Production-Ready Template
Production-Ready Kubernetes Monitoring with Prometheus: Alert Templates That Work
Monitoring Kubernetes at scale is critical for reliability and uptime. Prometheus offers powerful metric collection and alerting capabilities, but crafting effective alerts is challenging. The open-source template from DrDroidLab provides a curated set of production-grade alert rules for Kubernetes, helping SREs and platform engineers detect issues early and respond quickly.
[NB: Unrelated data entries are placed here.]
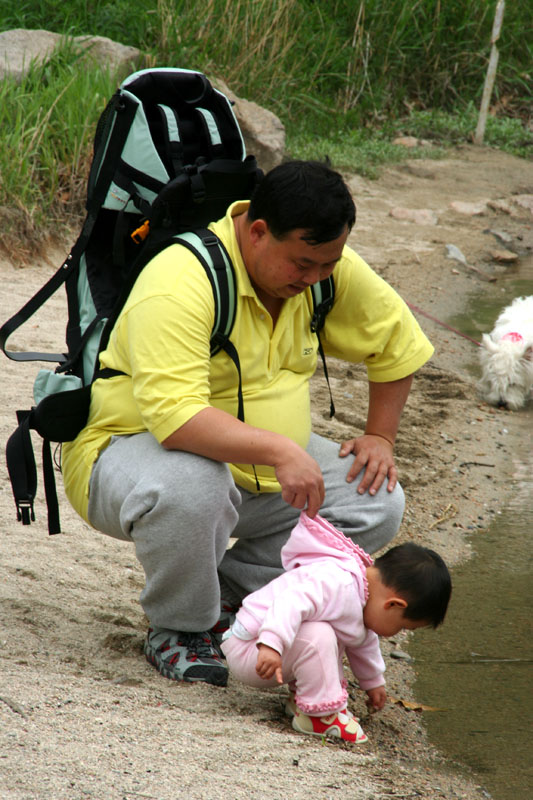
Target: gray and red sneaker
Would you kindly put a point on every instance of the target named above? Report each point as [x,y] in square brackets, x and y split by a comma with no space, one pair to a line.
[185,656]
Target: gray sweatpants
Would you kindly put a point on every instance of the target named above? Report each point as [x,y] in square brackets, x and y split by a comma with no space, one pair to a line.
[180,510]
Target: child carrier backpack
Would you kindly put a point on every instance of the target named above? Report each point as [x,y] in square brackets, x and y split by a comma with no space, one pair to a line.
[169,158]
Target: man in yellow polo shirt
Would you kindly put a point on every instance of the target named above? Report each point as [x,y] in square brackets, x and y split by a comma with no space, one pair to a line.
[165,463]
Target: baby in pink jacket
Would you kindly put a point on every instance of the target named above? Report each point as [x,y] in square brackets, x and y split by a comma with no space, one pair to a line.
[332,600]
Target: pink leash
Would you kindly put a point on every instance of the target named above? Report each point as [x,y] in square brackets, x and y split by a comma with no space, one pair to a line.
[444,325]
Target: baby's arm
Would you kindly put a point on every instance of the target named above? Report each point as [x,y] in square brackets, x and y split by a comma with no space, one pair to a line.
[377,698]
[268,663]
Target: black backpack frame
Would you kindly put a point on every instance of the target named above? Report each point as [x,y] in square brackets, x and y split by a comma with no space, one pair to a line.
[197,167]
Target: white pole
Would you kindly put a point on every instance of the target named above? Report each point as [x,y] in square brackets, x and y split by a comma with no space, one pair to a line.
[491,73]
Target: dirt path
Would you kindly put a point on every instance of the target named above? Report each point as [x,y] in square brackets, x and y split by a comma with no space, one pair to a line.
[81,712]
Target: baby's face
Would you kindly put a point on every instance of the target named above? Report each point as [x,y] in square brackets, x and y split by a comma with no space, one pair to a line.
[387,620]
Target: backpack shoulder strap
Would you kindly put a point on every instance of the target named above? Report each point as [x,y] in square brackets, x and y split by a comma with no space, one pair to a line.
[323,294]
[219,269]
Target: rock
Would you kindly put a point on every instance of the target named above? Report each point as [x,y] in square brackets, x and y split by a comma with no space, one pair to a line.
[469,209]
[407,141]
[505,256]
[500,205]
[263,132]
[503,236]
[420,216]
[401,655]
[453,252]
[524,201]
[19,48]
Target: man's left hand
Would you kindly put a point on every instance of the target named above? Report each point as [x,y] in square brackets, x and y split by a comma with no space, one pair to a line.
[374,454]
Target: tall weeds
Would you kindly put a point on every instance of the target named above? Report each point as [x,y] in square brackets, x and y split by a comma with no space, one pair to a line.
[330,70]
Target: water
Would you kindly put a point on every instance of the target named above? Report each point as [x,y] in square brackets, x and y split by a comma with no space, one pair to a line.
[479,665]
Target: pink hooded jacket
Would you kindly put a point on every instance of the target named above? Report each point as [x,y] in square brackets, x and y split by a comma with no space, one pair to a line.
[325,579]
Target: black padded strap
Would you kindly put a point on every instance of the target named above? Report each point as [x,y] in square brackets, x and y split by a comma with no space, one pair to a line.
[21,467]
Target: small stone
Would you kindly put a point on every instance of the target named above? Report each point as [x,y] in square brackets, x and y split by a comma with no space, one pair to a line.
[401,654]
[420,216]
[469,209]
[504,256]
[406,141]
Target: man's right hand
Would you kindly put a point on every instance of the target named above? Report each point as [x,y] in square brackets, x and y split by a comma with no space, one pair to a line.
[218,435]
[301,481]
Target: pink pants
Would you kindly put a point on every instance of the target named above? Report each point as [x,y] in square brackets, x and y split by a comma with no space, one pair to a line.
[312,667]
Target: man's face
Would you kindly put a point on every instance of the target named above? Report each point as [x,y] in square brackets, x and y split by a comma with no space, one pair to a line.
[283,268]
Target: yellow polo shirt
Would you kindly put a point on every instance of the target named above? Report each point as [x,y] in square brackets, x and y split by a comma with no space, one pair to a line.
[161,340]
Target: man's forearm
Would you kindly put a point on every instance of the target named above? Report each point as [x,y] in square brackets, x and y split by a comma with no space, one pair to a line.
[385,406]
[218,435]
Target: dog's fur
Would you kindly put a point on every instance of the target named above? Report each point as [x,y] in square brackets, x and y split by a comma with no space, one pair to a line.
[506,357]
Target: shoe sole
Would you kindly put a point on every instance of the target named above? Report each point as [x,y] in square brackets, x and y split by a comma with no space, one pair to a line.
[216,676]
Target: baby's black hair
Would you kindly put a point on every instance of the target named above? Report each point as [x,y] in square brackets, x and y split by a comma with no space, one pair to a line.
[420,577]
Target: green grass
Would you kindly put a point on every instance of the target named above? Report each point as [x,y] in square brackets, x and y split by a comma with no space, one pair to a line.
[344,76]
[47,124]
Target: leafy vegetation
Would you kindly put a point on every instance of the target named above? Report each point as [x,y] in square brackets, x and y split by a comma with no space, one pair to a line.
[345,77]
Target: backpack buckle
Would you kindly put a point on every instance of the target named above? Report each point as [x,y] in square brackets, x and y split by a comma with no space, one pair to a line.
[210,240]
[25,512]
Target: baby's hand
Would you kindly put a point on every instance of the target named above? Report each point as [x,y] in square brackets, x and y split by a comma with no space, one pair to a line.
[377,698]
[268,663]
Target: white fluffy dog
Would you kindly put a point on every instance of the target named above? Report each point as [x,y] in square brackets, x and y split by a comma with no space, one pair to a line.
[506,357]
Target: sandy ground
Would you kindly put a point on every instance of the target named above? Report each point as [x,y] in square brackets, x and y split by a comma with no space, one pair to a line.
[82,714]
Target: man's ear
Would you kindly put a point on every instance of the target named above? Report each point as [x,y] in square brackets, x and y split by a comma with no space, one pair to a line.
[258,229]
[398,602]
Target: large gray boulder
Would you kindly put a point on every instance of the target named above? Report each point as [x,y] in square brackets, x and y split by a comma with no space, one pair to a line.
[19,48]
[263,132]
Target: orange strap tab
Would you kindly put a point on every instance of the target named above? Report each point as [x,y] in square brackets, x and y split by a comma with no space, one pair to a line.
[140,234]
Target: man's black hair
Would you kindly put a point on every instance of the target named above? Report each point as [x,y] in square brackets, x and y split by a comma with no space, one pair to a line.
[307,195]
[420,577]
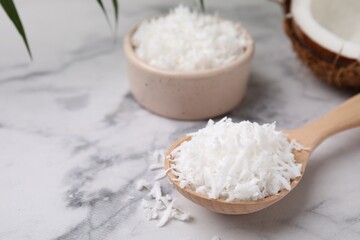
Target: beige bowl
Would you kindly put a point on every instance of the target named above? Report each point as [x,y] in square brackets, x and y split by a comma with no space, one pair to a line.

This post breaks down the key alert rules, explains how to use them, and offers tuning guidance for adapting them to your Kubernetes workloads.
Core Alert Rule

KubePodCrashLooping
Critical Performance Bottleneck
sum(increase(kube_pod_container_status_restarts_total[15m])) by (pod, namespace) > 5
Why this matters
Fires when a pod is crashing frequently (more than 5 restarts in 15 minutes), catching applications stuck in a CrashLoopBackOff state.
Tuning tips
Adjust the threshold (e.g., 5 restarts) and the time window (15m) to match the expected stability of your workloads—more tolerant for volatile development pods, more aggressive for production services.

KubePodNotReady
Operations blocking event loop
kube_pod_status_ready{condition="false"} == 1
Why this matters
Detects pods that are not in a ready state, indicating they're unhealthy or failing readiness checks.
Tuning tips
Consider filtering by namespace or critical workload labels to reduce noise from less critical pods.

KubePersistentVolumeFullInFourDays
Memory efficiency warning
(kubelet_volume_stats_available_bytes / kubelet_volume_stats_capacity_bytes) < 0.15
Why this matters
Warns when persistent volumes are running low on space (less than 15% available).
Tuning tips
You may want to forecast available space over time, e.g., by estimating consumption rate, to catch storage issues earlier.

KubeCPUOvercommit
Service availability check
sum(kube_resourcequota{type="hard", resource="limits.cpu"}) < sum(kube_node_status_allocatable_cpu_cores)
Why this matters
Checks if CPU limits set in namespaces exceed the cluster's allocatable CPU, flagging potential overcommitment.
Tuning tips
This is a conservative check; validate it against actual usage and consider relaxing it in high-density environments that operate close to full utilization.

KubeMemoryOvercommit
Service availability check
sum(kube_resourcequota{type="hard", resource="limits.memory"}) < sum(kube_node_status_allocatable_memory_bytes)
Why this matters
Similar to the CPU overcommit alert but checks for memory resource claims exceeding available node memory.
Tuning tips
For burstable workloads, some overcommitment is acceptable. Tune this alert to fire closer to 90–100% to avoid unnecessary noise.

KubeNodeNotReady
Service availability check
kube_node_status_condition{condition="Ready", status="true"} == 0
Why this matters
Triggers when a Kubernetes node is not in a Ready state, potentially due to system failure or network issues.
Tuning tips
Set up a for-duration (e.g., 5m) to prevent transient Ready state drops from triggering alerts. Prioritize nodes in production environments.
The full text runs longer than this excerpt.